Well that was the question I originally posed here, but I got the sense from commenters was that people thought this was easy to pull off and the only question was whether it was safe. So I’m not sure for what N it’s the case that N machines running agents doing human-level stuff would be enough to take over the world. I’m pretty sure N = 7 billion is enough. And I think it’s plausible that after a discussion about this, I could become confident that N = 1000 was enough. Or maybe the right way to look at it is whether N = 10 could finance a rapidly exponentially growing N. So it seemed worth having a discussion, but I am not yet prepared to defend a low enough N which makes this obviously viable.
Forgetting about the possibility of exponentially growing N for a moment, and turning to
Why is d << h the relevant question for evaluating this?

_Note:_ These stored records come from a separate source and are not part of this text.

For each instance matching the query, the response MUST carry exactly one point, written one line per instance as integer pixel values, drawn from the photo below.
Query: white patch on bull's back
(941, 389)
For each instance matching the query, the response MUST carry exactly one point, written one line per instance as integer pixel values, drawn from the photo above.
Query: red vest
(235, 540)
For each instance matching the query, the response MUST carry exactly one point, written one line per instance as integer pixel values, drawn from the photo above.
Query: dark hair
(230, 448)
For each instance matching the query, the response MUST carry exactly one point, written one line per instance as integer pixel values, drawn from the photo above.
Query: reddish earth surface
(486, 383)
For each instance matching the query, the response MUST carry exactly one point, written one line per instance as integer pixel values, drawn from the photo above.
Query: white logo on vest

Yeah I wrote that post too quickly—this is wrong. (I was thinking of the leading team running HSIFAUH needing to go through d+h timesteps to get to a good performance, but they just need to run through d, which makes things easier.) Sorry about that. Let f be the amount of compute that the leading project has divided by the compute that the leading reckless project has. Suppose d > 0. (That’s all we need actually). Then it takes the leading reckless team at least f times as long to get to AIXI taking over the world as it takes the leading team to get to SolomonoffPredict predicting a human trying to do X; using similar tractable approximation strategies (whatever those turn out to be), we can expect it to take f times as long for the leading reckless team to get to ~AIXI as it takes the leading team to get to ~SolomonoffPredict. ~HSIFAUH is more complicated with the resource of employing the humans you learn to imitate, but this resource requirement goes down by time you’re deploying it toward useful things. Naively (and you might be able to do better than this), you could run f copies of ~HSIFAUH and get to human-level performance on some relevant tasks around the same time the reckless team takes over the world. So the question is whether N = f is a big enough N. In the train-then-deploy framework, it seems today like training takes much more compute than deploying, so that makes it easier for the leading team to let N >> f, once all the resources dedicated to training get freed up. It should be possible to weaken the online version and get some of this speedup.
By ~HSIFAUH I guess you mean a practical implementation/approximation of HSIFAUH. Can you describe how you would do that using ML, so I can more easily compare with other proposals for doing human imitations using ML?
I don’t know how to do this. But it’s the same stuff the reckless team is doing to make standard RL powerful.
Timesteps required for AIXI to predict human behavior: h
Timesteps required for AIXI to take over the world: h + d
I think d << h.
Timesteps required for Solomonoff inudction trained on human policy to predict human behavior: h
Timesteps required for Solomonoff inudction trained on human policy to phish at human level: h
Timesteps required for HSIFAUH to phish at human level: ~h
In general, I agree AIXI will perform much more strongly than HSIFAUH at an arbitrary task like phishing (and ~AIXI will be stronger than ~HSIFAUH), but the question at stake is how plausible it is that a single AI team with some compute/data advantage relative to incautious AI teams could train ~HSIFAUH to phish well while other teams are still unable to train ~AIXI to take over the world. And the relevant question for evaluating that is whether d << h. So even if ~AIXI could be trained to phish with less data than h, I don’t think that’s the relevant comparison. I also don’t think it’s particularly relevant how superhuman AIXI is at phishing when HSIFAUH can do it at a human level.